U.S. homebuilding fell more than expected in March as the construction of single-family homes in the Midwest recorded its biggest decline in three years, but an increase in building permits suggested the housing market recovery remained intact.
Housing starts decreased 6.8 % to a seasonally adjusted annual rate of 1.22 million units, the Commerce Department said on Tuesday.
February's starts were revised up to a 1.30 million-unit pace from the previously reported 1.29 million-rate.
Economists had forecast groundbreaking activity falling to a 1.25 million-unit pace last month. Homebuilding was up 9.2 % compared to March 2016.
The dollar held at lower levels against a basket of currencies after the data, while prices for U.S. government bonds were little changed. U.S. stock futures were lower.
Unseasonably warm temperatures buoyed homebuilding in February, but temperatures dropped in March, with a storm lashing the Northeast and Midwest regions. Bad weather could have accounted for some of the drop in homebuilding last month.
Single-family homebuilding, which makes up the largest share of the residential housing market, fell 6.2 % to an 821,000 unit pace last month, retreating from a near 9-1/2-year high.
Single-family starts in the Midwest declined 35 %, the largest drop since January 2014, to their lowest level since August 2015. Single-family starts in the Northeast were unchanged. They rose 3.2 % in the South but fell 5.5 % in the West.
Last month, starts for the volatile multi-family housing segment dropped 7.9 % to a 394,000 unit pace.
Pointing to underlying strength in the housing market, building permits increased 3.6 %, driven by a 13.8 % surge in the multifamily segment.

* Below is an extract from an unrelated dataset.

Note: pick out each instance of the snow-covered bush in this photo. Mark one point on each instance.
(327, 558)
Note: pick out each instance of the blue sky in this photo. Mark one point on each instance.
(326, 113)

While single-family permits fell 1.1 % last month, they were not too far from the more than nine-year high reached in February. A tightening labor market, which is generating steady wage growth is underpinning the housing market.
The sector, however, remains constrained by a dearth of properties available for sale. Builders have failed to bridge the gap, citing a range of problems including shortages of labor and land as well as rising material prices.
A survey on Monday showed homebuilders confidence slipped in April from a near 12-year high in March. Still, measures of current sales and sales expectations remained at lofty levels.